Tweed mayor Barry Longland is reiterating his call on the NSW government to intervene with the roads authority to delay handover of the bypassed section of the Pacific Highway at Sexton Hill.
The 1.6 kilometre stretch of arterial road – now known as Sexton Hill Drive – has been bypassed by the new section of Pacific Highway at Banora Point.
The Roads and Maritime Services Authority (RMS) intends to hand over responsibility for the bypassed section of the old Pacific Highway at Sexton Hill to Tweed Shire Council in September.
This is despite ongoing representations with the member for Tweed, Geoff Provest, who is currently arranging a meeting between the council and roads minister Duncan Gay in an effort to resolve the vexatious issue of state road classifications in Tweed Shire. The RMS were also made aware of a unanimous Tweed Shire Council resolution in May that council would not accept handover of the bypassed highway at Sexton Hill Drive as a local road.
‘Council will not receive one cent from the state for maintenance of this road in perpetuity,’ Councillor Longland said.
‘This means Tweed ratepayers will have to cough up an estimated $1 million in maintenance for this road over the next decade.
‘That’s not fair when you consider that similar urban arterial roads in Sydney, the central coast, Wollongong and Newcastle are managed and funded by the state government,’ he said.
At the heart of the issue is the RMS’s road classification system of urban arterial roads.
In NSW, the RMS classifies and funds urban arterial roads within major urban areas (urban areas with population in excess of 100,000) as state and regional roads.
Outside major urban areas, RMS only classifies significant connecting roads between centres as state or regional roads.
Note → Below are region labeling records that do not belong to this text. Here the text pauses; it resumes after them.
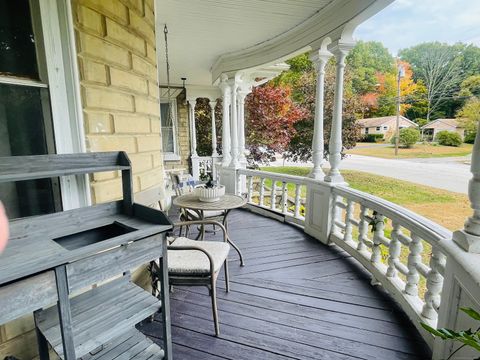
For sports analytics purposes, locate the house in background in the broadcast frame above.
[421,119,465,141]
[357,115,418,141]
[0,0,480,360]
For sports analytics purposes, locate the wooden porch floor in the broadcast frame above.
[140,210,430,360]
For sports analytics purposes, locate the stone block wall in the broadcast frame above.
[72,0,163,203]
[0,0,165,360]
[165,94,190,176]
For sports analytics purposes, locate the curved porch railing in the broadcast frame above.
[329,186,459,347]
[232,169,461,349]
[238,169,307,225]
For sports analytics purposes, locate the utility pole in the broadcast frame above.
[395,64,405,156]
The RMS classifies Sydney, Newcastle, Wollongong and the central coast (Gosford and Wyong LGAs) as the only major urban areas in NSW.
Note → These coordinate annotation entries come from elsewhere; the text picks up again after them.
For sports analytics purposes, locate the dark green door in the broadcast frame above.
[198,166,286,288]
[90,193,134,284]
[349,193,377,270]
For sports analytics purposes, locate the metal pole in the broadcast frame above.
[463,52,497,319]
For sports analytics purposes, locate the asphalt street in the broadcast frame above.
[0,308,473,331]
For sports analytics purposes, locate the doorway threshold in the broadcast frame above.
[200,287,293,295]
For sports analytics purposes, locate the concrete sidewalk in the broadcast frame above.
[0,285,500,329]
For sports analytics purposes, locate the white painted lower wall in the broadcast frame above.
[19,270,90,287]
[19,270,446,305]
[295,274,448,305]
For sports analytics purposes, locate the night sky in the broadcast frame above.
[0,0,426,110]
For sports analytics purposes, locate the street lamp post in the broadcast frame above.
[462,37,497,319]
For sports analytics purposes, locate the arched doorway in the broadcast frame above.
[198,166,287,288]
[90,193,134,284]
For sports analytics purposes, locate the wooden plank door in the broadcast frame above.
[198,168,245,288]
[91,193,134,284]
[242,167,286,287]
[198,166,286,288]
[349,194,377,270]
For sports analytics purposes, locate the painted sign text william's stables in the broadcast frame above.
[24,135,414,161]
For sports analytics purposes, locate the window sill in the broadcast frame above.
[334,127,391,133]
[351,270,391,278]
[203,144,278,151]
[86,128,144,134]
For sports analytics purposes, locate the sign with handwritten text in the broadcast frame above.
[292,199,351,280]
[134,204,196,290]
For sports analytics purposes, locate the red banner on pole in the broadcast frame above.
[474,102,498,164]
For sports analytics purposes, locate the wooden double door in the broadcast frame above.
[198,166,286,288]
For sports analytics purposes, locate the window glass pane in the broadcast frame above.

‘We want Sexton Hill Drive to be classified as a state road or regional road, so we can receive funding from the state, not as a local road, where we will receive nothing,’ Councillor Longland said. *
‘The Gold Coast/Tweed is a geographically continuous urban area with a population of 576,747 (2011 Census).
‘The Tweed is demonstrably part of a major urban centre much larger than Newcastle, Wollongong or the central coast, but is not recognised as such because there is a state border artificially dividing the geographically continuous Gold Coast/Tweed urban area,’ he said.
‘We urgently call on the minister for roads, Duncan Gay, to intervene to postpone this planned handover of Sexton Hill Drive so we can discuss this issue further with the RMS and they can conduct a review of the Tweed’s road classification.
‘The member for Tweed, Geoff Provest, supports council in calling for the handover to be postponed and is seeking an urgent meeting with the minister to discuss the issue,’ he said.